From pool deck to data stream

The researchers worked with ten nationally ranked women’s water polo field players at an Australian high‑performance program. During four typical, coach‑led training sessions—each lasting about an hour and three‑quarters—athletes wore two tiny devices called inertial sensors: one taped to the forearm and one just below the neck. These sensors captured how the arm and upper body accelerated and rotated during freestyle swimming, passing, shooting and blocking. At the same time, two video cameras recorded the sessions. An experienced coach later watched the footage and carefully labeled every overhead movement, creating a trusted “ground truth” against which the sensor‑based system could be tested.

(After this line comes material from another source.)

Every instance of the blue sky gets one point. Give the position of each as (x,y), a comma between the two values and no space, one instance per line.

Teaching computers to recognize pool skills

Turning raw sensor signals into recognizable actions required several steps. First, the team filtered the data to remove noise from splashing and general body motion, then identified sharp peaks that marked individual arm actions. Around each peak, they calculated a rich set of simple statistics—such as the average, spread and shape of the acceleration in each direction at the wrist and upper back. Each event was tagged as one of five classes: swimming, high‑intensity throws at goal, low‑intensity passes, blocks where the ball hit the hand, and blocks without ball contact. Because some actions, like hard shots, occurred less often than constant swimming, the researchers used a data‑balancing technique to make sure rarer events were still visible to the algorithms during training.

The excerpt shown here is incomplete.